Class SetLargeBlobCommand
Stores arbitrary data on the YubiKey. This command does not format the
data (the FIDO2 standard specifies a format for
serializedLargeBlobArray
), it simply stores whatever byte array it
is given.
Warning
While storing arbitrary data that does not follow the standard's formatting specification is possible, it is not recommended. See the User's Manual entry on FIDO2 Blobs and the documentation for the method SetSerializedLargeBlobArray(SerializedLargeBlobArray).
public sealed class SetLargeBlobCommand : IYubiKeyCommand<SetLargeBlobResponse>
- Inheritance
-
objectSetLargeBlobCommand
- Implements
Remarks
The partner Response class is SetLargeBlobResponse. Specified in CTAP as "authenticatorLargeBlobs".
The standard specifies one command called
"authenticatorLargeBlobs
". It takes input that specifies whether
to get or set.
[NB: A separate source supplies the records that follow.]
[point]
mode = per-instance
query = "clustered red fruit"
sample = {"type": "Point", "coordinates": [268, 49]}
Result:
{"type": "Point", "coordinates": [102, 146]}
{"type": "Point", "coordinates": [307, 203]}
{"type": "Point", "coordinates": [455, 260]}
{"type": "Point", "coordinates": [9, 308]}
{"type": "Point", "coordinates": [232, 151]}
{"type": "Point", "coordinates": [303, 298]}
The SDK breaks this into two commands.
The standard specifies the format of large blob data, however, this command does not format the input data, nor does it verify that the data is formatted correctly. It stores whatever data it is given.
Note that this command will replace any data currently stored as a large blob on the YubiKey. To update the current data, get the current data (using GetLargeBlobCommand), "edit" it and then call this command.
Constructors
SetLargeBlobCommand(ReadOnlyMemory<byte>, int, int, ReadOnlyMemory<byte>, int)
Constructs an instance of the SetLargeBlobCommand class.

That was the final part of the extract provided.